With the camera pulled way back, climbers above the clouds are mere ants on earth’s vast rock formations. The incredible photography by climber-cinematographer Renan Ozturk just begs you to sit back and absorb the cinematic orgasm that is Mountain. Whether observing the beautiful colors or occasional stark black-and-white imagery, this film is a religious experience more than a mere documentary. The ever-moving camera captures breath-taking landscapes, occasionally dropped to closeups of Sherpas and monks.

There’s even some old silent monochromatic cinema verité footage culled from decades-old weathered films, refashioned with a lovely ebb and flow, particularly surrounding the vanquishing of Mount Everest, the only actual location identified in the narration.

Captured in slow-motion, time-lapse, and other speeds, from unearthly angles that defy your viewing logic and gravity, this is a potpourri of the bone-chilling experiences these men and women endure for a rush of adrenaline that those of us (who like to remain earthbound) will never understand. Occasionally taking a musical break from the selections of the orchestra conducted by composer Richard Tognetti, the sound shuffles down to the clank of a crampon, the thrust of a ice axe, and the wind-blown snow offering their own simple symphony.

Mountain 03Some of the folks shown in the film are apparently just crazy. Who climbs a mountain in shorts and sandals? Granted, there’s no snow, but I’m still shaking my head at this lunatic image of life along a precipice. I’m going to say that the adventurers in this film have a world-centric view way different from most of us comfortably watching their mountain goat antics from out multiplex lounge chairs.

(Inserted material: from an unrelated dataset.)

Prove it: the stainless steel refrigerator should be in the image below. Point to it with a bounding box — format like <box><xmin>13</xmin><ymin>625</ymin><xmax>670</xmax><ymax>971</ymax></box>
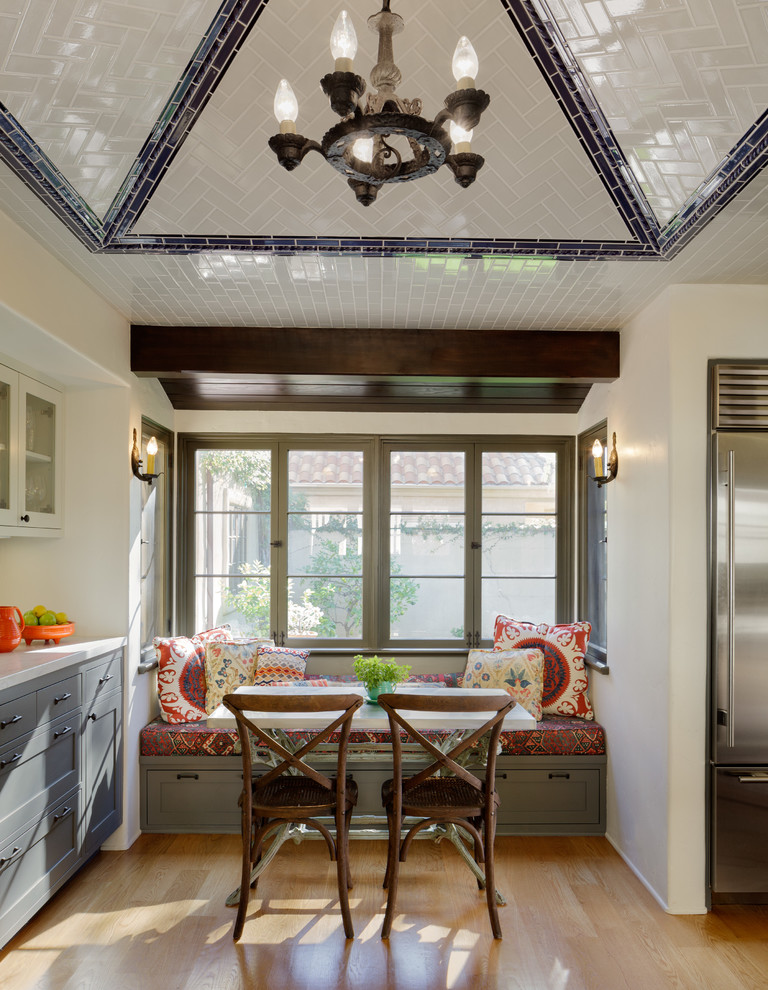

Faces are frozen, bones are broken, and appendages bloodied against the unspeakable beauty of being at the top of the world “sharpening our sense of being, setting life on a knife edge.” This exhilarating madness is extreme stuff, as skis and snowboards reach higher into the heavens, because “to certain people, the call to adventure is irresistible.”

While the conquest of any of the peaks in this film provides a fitting example of the human spirit, there’s also the excitement that riding down these rocky beasts can provide, and a half-hour in, you’ll see the daredevils take flight in a seemingly doomsday scenario that captures a speck of a human being skiing at impossible angles and pushing forward at dizzying speeds. Later, a horde of humanity is racing down a mountain in multi-colored attire, kicking up snow as the sun pops over the horizon. It’s an incredible flow that, watched from above, harkens back to the inventive dance choreography of Busby Berkeley 80-plus years ago.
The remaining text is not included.